Mike Brunnberg
- Full name: Mike Brunnberg
- Country (sports): United States
- Born: May 4, 1958 (age 67) Stockholm, Sweden
- Plays: Right-handed

Singles
- Career record: 9–16
- Career titles: 0
- Highest ranking: No. 165 (January 3, 1983)

Grand Slam singles results
- Australian Open: 4R (1982)
- Wimbledon: 1R (1983)
- US Open: 2R (1982)

Doubles
- Career record: 9–18
- Career titles: 0
- Highest ranking: No. 193 (January 3, 1983)

Grand Slam doubles results
- Australian Open: 2R (1982)
- French Open: 1R (1982)
- US Open: 2R (1982)

= Mike Brunnberg =

Swedish-born American tennis player

Mike Brunnberg (born May 4, 1958) is a Swedish born American former professional tennis player.

==Biography==
===Early life===
Brunnberg was born in Stockholm and grew up in Miami.

A graduate of the University of Miami, he turned professional in 1981.

===Professional career===
His best performance on the Grand Prix circuit came at the Caracas Open in 1982 when he made the quarter-finals in the singles and was a semi-finalist in the doubles.

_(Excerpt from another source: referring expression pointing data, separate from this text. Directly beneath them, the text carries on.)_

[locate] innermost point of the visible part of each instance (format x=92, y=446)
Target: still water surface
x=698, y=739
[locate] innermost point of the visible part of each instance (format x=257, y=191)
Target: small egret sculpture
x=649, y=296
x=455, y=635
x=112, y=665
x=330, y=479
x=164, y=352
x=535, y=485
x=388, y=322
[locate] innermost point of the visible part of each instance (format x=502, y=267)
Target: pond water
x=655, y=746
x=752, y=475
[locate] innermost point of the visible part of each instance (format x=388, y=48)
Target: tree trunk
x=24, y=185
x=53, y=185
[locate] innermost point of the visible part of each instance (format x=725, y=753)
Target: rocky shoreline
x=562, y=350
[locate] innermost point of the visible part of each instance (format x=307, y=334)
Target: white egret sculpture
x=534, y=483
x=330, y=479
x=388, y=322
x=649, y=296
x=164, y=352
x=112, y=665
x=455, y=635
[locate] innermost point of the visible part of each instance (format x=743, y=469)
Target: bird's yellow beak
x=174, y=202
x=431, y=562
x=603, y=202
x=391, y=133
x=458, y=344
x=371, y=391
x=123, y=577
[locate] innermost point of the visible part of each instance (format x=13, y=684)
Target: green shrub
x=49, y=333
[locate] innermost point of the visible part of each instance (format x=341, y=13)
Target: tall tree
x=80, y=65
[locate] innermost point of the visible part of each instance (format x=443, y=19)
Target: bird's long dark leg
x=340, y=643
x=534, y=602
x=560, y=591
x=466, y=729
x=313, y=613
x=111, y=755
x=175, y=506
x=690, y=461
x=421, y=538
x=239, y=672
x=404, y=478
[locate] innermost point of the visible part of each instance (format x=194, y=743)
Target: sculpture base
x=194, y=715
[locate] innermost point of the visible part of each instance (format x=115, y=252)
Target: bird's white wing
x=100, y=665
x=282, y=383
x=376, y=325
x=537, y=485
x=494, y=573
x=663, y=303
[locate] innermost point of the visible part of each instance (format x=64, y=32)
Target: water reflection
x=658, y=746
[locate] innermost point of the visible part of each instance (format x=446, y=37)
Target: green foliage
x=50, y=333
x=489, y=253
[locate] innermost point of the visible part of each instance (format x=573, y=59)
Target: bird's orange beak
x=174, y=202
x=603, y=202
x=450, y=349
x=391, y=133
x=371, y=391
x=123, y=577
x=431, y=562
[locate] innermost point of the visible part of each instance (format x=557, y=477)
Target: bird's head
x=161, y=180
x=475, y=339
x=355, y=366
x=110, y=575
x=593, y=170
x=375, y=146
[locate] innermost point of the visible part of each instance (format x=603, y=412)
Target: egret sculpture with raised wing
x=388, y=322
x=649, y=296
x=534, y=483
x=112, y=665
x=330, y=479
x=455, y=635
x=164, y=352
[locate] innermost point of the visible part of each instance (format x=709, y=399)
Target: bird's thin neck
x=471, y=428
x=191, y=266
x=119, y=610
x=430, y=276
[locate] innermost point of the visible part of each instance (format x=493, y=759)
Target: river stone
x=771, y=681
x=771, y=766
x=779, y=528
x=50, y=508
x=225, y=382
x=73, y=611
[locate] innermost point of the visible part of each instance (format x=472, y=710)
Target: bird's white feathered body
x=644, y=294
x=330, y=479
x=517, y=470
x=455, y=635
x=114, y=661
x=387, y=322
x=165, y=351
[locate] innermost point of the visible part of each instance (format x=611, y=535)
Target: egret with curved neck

He won his first Grand Slam match as a qualifier at the 1982 US Open, defeating former top 20 player Pat DuPré in five sets, before being eliminated in the second round by Vincent Van Patten.

At the 1982 Australian Open he won twice from two sets down to make the fourth round. He started the tournament with back to back comeback wins over David Mustard, then Sashi Menon. After upsetting eighth seed Chris Lewis in the third round, over three sets, he was beaten in the round of 16 by local player Paul McNamee, in another three setter. Both of those matches were best of three as the tournament had a curtailed format, meaning that all of his four matches went the maximum number of sets.

He made one further Grand Slam appearance, which was at the 1983 Wimbledon Championships, where he featured in another five set match, on this occasion a loss, to Andreas Maurer in the opening round.